De la Galerie de Diane pour passer directement dans la Galerie du Musée, on a construit un escalier provisoire, car, entre les deux planchers, il y a une différence de quatre pieds et demi, mais l'aspect n'en déconcerte pas, et l'entrée dans la Grande galerie est un triomphe. De là, à l'infini, sur une perspective de 1.332 pieds, sur trois rangs de banquettes régnant des deux côtés, sont assises, la plupart depuis sept heures du matin que les barrières des escaliers sur le quai et le Carrousel ont été ouvertes, toutes les femmes de Paris qui, par un côté, tiennent au gouvernement ou à l'administration militaire et civile. Toutes sont en robe de bal et dans le mieux de leur parure, mais il est des différences qu'ont appréciées les vingt officiers de la Garde chargés de désigner les places. Si, des neuf travées, les deux plus rapprochées du Salon carré ont été réservées pour les femmes des sénateurs, conseillers d'Etat et députés, ailleurs on a moins consulté le rang des maris que la beauté et l'élégance des femmes. Derrière les banquettes, les hommes se tiennent debout, en habit à la française, sans poudre ce qui donne un air un peu carnavalesque, d'autant que si d'aucuns ont dépensé au delà de onze cents francs pour se munir d'épée à poignée d'argent doré, de boutons d'acier ciselé, de boucles d'or, d'habit français et de chapeau à plumes, certains, pour soixante francs, ont pris à loyer leur défroque de gala chez le fripier. L'attente a été longue, malgré les petites buvettes dont cent sous-officiers de la Garde, bonnet en tête et sabre au côté, ont fait les honneurs aux dames, malgré les quatre orchestres de vingt-deux musiciens chacun, qui, sous la direction de Paër, ont exécuté de temps en temps leurs morceaux. On s'est émancipé même à circuler pour satisfaire une curiosité impérieuse. A trois heures enfin, une fanfare triomphale annonce l'Empereur. Avant qu'il paraisse, les yeux s'agrandissent devant le cortège : huissiers tout de noir vêtus, baguette noire en main ; hérauts d'armes, pages, maîtres des Cérémonies, officiers d'Italie, écuyers, chambellans, aides de camp, gouverneur du Palais, grands aigles, grands officiers de l'Empire, ministres, grands officiers d'Italie et de France, princes grands dignitaires, Eugène, Murat, Borghèse, enfin les rois frères : Jérôme et Louis. Des acclamations : c'est l'Empereur !
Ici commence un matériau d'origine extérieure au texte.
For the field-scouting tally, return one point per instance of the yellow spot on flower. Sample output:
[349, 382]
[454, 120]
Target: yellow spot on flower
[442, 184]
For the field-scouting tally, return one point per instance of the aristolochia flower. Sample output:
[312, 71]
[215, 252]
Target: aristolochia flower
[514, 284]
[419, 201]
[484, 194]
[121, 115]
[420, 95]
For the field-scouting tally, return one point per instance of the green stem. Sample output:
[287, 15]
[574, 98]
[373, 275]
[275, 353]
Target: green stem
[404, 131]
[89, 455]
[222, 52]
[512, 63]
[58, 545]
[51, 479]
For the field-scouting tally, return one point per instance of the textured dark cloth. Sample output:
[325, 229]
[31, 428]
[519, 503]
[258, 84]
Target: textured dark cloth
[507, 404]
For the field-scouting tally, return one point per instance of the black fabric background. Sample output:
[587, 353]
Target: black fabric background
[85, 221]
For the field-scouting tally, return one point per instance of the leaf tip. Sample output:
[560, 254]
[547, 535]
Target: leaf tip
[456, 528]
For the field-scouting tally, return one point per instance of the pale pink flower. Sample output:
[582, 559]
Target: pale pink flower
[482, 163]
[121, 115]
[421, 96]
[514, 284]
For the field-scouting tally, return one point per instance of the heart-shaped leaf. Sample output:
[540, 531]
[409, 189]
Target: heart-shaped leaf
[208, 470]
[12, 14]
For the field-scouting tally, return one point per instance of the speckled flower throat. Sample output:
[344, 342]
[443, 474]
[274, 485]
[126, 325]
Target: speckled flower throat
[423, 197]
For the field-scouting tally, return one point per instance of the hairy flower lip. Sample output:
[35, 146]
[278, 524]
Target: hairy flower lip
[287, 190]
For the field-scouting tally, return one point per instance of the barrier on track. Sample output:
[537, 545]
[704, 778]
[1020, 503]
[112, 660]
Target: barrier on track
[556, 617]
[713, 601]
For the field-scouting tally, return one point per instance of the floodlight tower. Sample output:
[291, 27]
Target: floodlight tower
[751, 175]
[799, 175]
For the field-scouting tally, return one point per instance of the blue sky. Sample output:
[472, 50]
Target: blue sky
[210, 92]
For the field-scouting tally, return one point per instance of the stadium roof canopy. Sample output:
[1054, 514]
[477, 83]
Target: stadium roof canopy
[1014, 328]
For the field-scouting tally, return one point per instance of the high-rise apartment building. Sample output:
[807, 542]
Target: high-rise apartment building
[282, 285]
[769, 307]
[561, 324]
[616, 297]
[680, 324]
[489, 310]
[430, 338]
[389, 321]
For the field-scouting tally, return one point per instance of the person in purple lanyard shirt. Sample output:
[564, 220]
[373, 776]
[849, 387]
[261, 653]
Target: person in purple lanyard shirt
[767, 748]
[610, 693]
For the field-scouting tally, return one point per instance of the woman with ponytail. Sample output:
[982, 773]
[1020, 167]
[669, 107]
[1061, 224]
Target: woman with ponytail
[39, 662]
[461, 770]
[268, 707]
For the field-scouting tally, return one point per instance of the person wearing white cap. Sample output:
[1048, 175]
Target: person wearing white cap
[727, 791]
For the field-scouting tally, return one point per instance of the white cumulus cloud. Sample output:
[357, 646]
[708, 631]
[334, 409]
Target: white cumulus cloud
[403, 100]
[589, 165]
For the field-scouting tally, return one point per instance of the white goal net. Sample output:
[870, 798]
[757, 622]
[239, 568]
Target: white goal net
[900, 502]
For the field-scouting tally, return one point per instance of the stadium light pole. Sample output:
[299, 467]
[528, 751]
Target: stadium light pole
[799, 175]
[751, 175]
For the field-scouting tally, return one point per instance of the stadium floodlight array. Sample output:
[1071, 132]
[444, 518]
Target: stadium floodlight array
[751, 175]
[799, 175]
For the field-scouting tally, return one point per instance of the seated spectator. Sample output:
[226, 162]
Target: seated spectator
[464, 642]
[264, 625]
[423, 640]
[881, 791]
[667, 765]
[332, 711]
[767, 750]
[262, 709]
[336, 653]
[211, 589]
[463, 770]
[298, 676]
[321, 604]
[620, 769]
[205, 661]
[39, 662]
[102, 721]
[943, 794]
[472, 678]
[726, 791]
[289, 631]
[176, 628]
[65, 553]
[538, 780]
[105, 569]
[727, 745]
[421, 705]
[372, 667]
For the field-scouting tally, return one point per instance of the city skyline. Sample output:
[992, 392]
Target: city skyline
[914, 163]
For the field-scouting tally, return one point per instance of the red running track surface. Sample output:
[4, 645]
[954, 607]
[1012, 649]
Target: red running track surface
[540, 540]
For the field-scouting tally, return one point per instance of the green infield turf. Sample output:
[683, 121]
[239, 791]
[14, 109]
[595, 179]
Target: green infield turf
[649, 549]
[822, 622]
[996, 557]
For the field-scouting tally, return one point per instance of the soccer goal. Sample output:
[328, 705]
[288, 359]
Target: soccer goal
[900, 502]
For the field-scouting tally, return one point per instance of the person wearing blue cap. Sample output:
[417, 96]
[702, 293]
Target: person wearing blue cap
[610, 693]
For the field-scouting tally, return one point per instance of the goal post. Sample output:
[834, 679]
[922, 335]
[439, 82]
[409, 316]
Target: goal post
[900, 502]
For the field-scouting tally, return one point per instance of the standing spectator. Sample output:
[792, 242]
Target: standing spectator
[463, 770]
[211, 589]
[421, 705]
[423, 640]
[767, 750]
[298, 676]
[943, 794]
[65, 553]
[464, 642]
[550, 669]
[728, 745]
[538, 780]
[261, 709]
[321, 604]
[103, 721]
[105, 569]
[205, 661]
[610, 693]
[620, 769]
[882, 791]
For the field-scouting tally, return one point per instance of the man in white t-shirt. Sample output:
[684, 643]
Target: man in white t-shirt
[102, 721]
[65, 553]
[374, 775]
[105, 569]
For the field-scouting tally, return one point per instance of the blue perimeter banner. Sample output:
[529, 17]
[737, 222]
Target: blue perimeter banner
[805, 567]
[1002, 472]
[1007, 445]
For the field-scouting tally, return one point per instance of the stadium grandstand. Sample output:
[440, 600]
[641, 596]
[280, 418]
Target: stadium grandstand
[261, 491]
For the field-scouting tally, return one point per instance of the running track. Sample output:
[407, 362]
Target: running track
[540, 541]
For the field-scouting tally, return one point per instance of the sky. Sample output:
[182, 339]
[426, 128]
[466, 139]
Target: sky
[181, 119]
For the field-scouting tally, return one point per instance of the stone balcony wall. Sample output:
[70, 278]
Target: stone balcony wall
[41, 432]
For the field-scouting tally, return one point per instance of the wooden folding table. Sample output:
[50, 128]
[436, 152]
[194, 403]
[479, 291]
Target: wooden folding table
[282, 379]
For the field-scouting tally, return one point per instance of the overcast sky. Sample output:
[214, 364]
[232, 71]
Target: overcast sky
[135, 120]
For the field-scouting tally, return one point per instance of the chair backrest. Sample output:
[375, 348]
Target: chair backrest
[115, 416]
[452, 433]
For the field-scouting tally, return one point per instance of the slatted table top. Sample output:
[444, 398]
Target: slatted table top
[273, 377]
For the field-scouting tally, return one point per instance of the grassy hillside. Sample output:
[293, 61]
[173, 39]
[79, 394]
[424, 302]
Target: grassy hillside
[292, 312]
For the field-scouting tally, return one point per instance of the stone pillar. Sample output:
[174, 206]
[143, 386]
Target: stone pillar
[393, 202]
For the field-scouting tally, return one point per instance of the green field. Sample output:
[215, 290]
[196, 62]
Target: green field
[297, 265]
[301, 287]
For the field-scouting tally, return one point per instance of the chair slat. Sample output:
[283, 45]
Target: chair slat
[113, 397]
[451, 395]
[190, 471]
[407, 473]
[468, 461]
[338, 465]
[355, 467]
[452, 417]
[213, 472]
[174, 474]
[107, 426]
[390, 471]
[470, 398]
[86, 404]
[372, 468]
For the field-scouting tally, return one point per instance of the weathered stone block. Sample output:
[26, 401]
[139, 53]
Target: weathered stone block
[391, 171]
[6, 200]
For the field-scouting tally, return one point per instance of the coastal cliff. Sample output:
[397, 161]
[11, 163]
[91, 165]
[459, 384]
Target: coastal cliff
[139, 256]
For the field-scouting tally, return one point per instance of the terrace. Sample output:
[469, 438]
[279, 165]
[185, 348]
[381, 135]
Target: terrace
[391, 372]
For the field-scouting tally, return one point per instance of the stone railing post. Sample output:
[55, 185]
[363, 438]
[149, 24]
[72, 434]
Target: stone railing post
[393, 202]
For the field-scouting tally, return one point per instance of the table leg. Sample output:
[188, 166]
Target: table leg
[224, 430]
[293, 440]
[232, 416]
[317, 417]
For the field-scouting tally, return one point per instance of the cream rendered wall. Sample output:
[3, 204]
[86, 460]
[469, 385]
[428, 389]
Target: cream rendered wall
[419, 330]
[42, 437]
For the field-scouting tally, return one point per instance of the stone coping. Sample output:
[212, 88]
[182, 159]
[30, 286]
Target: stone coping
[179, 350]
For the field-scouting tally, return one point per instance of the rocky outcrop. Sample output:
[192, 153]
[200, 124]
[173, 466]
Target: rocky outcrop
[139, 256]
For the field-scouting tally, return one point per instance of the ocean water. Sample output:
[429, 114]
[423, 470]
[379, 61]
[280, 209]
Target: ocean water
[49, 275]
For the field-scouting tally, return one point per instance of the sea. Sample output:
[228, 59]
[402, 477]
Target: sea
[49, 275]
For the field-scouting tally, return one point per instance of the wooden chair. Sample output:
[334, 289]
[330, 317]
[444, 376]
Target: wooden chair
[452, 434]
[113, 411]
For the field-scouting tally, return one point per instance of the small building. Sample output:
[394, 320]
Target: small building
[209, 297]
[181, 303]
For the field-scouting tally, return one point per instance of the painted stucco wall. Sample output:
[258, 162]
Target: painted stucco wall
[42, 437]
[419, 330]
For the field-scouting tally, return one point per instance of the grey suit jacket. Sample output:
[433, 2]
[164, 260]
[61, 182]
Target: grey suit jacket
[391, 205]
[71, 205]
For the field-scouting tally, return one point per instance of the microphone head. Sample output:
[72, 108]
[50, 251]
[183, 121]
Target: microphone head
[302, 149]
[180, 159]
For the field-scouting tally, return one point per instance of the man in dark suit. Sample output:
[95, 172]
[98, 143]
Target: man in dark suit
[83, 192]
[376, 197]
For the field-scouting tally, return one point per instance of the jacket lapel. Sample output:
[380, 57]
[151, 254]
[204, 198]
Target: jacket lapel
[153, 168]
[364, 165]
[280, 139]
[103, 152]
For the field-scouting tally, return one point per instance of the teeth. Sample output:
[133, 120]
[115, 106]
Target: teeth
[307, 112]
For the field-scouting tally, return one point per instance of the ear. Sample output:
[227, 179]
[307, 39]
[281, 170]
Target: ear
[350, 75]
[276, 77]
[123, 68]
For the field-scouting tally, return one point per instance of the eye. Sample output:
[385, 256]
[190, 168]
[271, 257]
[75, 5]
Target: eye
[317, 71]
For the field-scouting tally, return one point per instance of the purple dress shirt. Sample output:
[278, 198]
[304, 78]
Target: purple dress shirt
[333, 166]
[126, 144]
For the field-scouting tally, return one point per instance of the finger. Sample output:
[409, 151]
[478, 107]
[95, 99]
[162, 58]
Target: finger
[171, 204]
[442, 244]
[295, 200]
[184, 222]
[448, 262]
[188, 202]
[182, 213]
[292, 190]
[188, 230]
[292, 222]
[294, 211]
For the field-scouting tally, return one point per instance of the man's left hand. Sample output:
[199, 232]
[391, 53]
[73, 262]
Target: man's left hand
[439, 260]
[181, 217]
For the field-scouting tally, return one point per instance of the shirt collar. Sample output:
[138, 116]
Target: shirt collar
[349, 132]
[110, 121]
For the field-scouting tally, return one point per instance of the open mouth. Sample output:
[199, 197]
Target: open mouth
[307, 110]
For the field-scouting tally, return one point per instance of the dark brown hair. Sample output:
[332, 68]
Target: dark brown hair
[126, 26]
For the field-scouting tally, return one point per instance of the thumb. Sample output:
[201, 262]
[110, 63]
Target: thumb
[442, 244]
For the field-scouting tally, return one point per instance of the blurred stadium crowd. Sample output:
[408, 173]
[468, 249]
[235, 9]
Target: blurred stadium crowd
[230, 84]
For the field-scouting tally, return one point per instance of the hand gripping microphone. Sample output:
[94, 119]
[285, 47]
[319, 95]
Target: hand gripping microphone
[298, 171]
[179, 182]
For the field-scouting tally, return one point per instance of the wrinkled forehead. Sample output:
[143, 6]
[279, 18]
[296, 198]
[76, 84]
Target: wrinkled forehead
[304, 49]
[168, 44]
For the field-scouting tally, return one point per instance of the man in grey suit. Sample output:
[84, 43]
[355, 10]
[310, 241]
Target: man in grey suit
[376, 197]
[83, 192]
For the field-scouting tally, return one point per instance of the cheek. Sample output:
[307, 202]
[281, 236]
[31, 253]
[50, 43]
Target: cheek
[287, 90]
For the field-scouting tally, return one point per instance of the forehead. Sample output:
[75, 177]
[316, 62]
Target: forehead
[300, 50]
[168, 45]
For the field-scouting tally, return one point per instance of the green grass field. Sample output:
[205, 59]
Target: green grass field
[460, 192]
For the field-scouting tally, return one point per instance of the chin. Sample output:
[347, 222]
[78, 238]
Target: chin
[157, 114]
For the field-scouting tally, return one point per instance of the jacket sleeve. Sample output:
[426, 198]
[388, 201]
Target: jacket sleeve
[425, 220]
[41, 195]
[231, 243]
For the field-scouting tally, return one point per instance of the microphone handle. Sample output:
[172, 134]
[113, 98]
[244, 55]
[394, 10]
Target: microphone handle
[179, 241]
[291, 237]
Pâle, de cette pâleur chaude de marbre antique, il avance lentement, en grand costume de France. Il porte au front une toque de velours noir, garnie de huit rangs de diamants, que surmontent trois plumes blanches attachées par un nœud de diamants : au centre de ce nœud éclate le Régent. L'habit, comme le manteau court et la culotte, est de satin blanc tout brode d'or ; les bas de soie sont écoinçonnés d'or ; les souliers de pou-de-soie blanc, brodés d'or ; il a un rabat et des manchettes d'angleterre ; au col, le grand collier de la Légion ; au côté, le glaive. Tout sur lui est diamants : la garniture et la ganse de sa loque, l'épaulette qui retient son manteau, les boucles des jarretières et des souliers, le collier de la Légion, la poignée du glaive. Et c'est de diamants que Marie-Louise semble vêtue, tant elle en est chargée sur sa robe faite de rayons lunaires. Ecrasée sous la lourde couronne, qui jadis parut si pesante à Joséphine, sous le manteau impérial d'un tel poids que, il y a six ans, il faillit précipiter Joséphine du Grand trône, elle marche avec peine, elle est très rouge, elle parait souffrir. L'éclat de son visage fait ressortir encore la pâleur mate de Napoléon. Elle se tient raide, s'efforce, regarde devant elle sans voir, tandis que lui, du sourire le plus aimable, le plus sublimement captieux, salue à droite et à gauche, et semble présenter aux Parisiens la nouvelle impératrice.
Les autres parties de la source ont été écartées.